In a very direct way. Another example in languages that don't like you ignoring errors, changing a function from infallible to fallible is a breaking change, a la "it's another colour".
I'm glad it is: if a function I call can suddenly fail, at the very least I want to know that it can, even if the only thing I do is ignore it (visibly).
> Isn't "coloring" just another form of static typing?
Yes, and so is declaring what exceptions a function can throw (checked exceptions in Java).
> Why is it bad to have functions annotated with this meta data? The functions behave in a fundamentally different way whether you give them special annotations/syntax or not. Shouldn't different things look different?
It really isn't a problem. The article makes people think they've discovered some clever gotcha when they first read it, but IMHO people who sit down for a bit and think through the issue come to the same conclusion you have - Function coloring isn't a problem in practice.

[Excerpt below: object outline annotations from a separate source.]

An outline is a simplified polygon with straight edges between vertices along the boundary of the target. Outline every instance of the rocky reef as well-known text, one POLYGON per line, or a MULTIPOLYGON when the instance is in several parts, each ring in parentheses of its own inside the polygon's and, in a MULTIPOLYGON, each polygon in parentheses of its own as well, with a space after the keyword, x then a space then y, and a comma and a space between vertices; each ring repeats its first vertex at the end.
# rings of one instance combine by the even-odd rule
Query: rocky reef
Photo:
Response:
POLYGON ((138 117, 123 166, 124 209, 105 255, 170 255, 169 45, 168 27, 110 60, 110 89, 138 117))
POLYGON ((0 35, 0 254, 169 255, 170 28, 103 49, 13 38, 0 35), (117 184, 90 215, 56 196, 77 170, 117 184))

> but IMHO people who sit down for a bit and think through the issue come to the same conclusion you have - Function coloring isn't a problem in practice.
I dunno man, have you seen people complain about async virality in Rust being annoying? Have you ever tried to read a backtrace from a program that does stackless coroutines (it's not fun)? Have you seen people do basically duplicate work to maintain a blocking and an async version of the same networking library?

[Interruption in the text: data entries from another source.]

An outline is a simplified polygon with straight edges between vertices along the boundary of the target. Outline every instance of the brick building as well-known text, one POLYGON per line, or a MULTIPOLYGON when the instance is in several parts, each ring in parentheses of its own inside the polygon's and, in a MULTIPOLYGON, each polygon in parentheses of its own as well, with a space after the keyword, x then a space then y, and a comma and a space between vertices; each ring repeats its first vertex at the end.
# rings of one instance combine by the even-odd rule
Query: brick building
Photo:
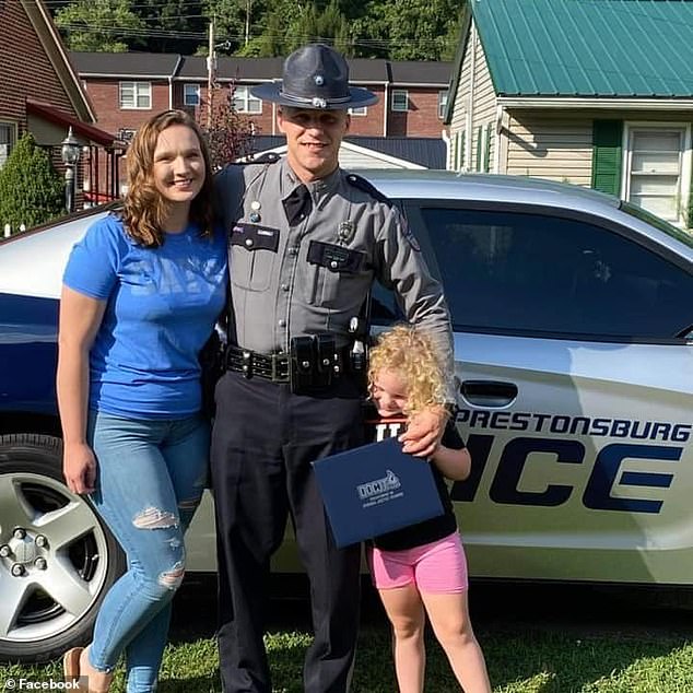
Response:
POLYGON ((95 127, 96 110, 40 0, 0 0, 0 167, 28 131, 62 173, 60 144, 72 128, 84 148, 78 192, 85 183, 97 197, 113 191, 117 142, 95 127))
MULTIPOLYGON (((99 127, 127 137, 153 113, 187 107, 204 113, 208 60, 176 54, 71 52, 94 104, 99 127)), ((234 105, 258 134, 277 134, 274 105, 260 102, 250 87, 281 79, 281 58, 219 57, 216 83, 233 87, 234 105)), ((351 133, 363 137, 441 139, 450 63, 350 60, 351 82, 380 101, 352 113, 351 133)))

The alternative is to jump through a bunch of hoops to hide the "coloring" behind some opaque abstraction that is complicated and that will still get in the way when things go wrong.
Everyone complained when async IO was done with callbacks, so sugar was added to the callbacks, and now everyone has spent over a decade complaining about what flavor of sugar tastes best.
Y'all at Zig have a solution, I trust Zig's solution will be a good one (zig is lots of fun to use as a language) but at the end of the day, IO is slow, that needs to get hidden somehow, or not.
Everyone should have to do embedded for awhile and setup their own DMA controller operations. Having async IO offloaded to an actual hardware block is... A different type of amusing.
It was an interesting read, but I guess I came away confused about why "coloring" functions is a problem. Isn't "coloring" just another form of static typing? By giving the compiler (or interpreter) more meta data about your code, it can help you avoid mistakes. But instead of the usual "first argument is an integer" type meta data, "coloring" provides useful information like: "this function behaves in this special way" or "this function can be called in these kinds of contexts." Seems reasonable?
Like the author seems very perturbed that there can be different "colors" of functions, but a function that merely calculates (without any IO or side-effects) is different than one that does perform IO. A function with only synchronous code behaves very differently than one that runs code inside another thread or in a different tick of the event loop. Why is it bad to have functions annotated with this meta data? The functions behave in a fundamentally different way whether you give them special annotations/syntax or not. Shouldn't different things look different?
He mentions 2015 era Java as being ok, but as someone that’s written a lot of multithreaded Java code, it’s easy to mess up and people spam the “synchronized” keyword/“color” everywhere as a result. I don’t feel the lack of colors in Java makes it particularly intuitive or conceptually simpler.